Sara expects him to dismiss this idea immediately, but instead he seems to reflect deeply on it. Finally, he says, “A person is not meant to be anyone. Each person chooses who they want to be.”

“I think we are all meant to be the best person we are capable of being. You’re right that we need to choose to be that person. But sometimes, circumstances make it hard for us to make the right choice,” Sara says. “Do you really want to be the sort of person who hides expensive cars in the neighbors’ backyard and brings home fancy scooters? Is that who you want to be?”

He glares at her briefly and then looks away. “We’ll have to lie to her. She can’t know that I’m planning to come back.”

This is such an unusual thing for Emiliano to say that Sara is struck silent. There’s something like fatigue and maybe even self-disgust in his tone, as if he’s been lying already and now has to pile one more on top of the stinking bunch. But she has to admit he’s right: It would not work to tell Mami the truth. She would never agree to his return. Her comfort, if there is any comfort in losing her children, lies in the fact that Sara and Emiliano will be together. Sara makes a mental note to think more about his attitude later.

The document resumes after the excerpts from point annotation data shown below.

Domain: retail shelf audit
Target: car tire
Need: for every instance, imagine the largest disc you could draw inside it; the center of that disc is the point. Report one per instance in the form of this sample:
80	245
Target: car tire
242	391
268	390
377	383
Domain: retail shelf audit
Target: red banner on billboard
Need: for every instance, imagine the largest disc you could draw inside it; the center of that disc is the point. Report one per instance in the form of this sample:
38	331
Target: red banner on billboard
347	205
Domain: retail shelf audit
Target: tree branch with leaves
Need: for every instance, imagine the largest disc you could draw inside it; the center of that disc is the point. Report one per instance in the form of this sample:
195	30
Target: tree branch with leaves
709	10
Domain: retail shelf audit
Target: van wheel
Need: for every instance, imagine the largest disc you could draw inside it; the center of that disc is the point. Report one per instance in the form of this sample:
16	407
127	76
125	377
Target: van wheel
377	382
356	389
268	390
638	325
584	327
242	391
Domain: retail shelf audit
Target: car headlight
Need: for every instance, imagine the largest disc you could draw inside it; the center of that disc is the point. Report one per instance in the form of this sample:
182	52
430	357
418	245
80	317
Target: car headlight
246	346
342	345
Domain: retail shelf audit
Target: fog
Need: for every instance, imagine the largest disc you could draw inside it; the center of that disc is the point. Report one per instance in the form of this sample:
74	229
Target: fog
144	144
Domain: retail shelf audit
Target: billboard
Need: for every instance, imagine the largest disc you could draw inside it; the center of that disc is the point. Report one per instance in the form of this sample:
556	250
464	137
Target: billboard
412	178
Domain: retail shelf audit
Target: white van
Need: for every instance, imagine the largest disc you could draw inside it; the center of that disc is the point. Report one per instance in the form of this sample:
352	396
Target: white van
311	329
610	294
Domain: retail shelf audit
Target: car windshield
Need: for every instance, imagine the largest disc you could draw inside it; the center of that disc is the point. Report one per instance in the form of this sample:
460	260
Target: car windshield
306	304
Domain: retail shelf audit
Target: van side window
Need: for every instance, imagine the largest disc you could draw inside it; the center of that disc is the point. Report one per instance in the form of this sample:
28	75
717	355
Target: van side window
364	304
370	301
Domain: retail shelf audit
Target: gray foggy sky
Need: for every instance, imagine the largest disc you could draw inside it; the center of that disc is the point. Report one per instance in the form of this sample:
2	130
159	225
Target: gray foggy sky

“Okay,” she says. “Let’s get some sleep.”

 

 

Emiliano, on the top bunk, is unable to sleep. He can hear Sara tossing and turning in the bed below, and now and then he hears a deep sigh coming from his mother. The whole family is awake. What are his mother and Sara thinking about? His mother got very nervous and worried when Sara told her they would cross the border by themselves without the help of a coyote. She calmed down a little when Emiliano explained he had a plan that was a lot safer than putting their lives in the hands of a stranger. His mother did not want to show sadness, but he could tell she was already feeling what it will be like to be separated from her daughter and son. He knows they are her life. How can she be so willing to let them go? And Sara—surely Sara is awake because she’s hoping that Linda will be found alive, wishing she could be there when she comes home.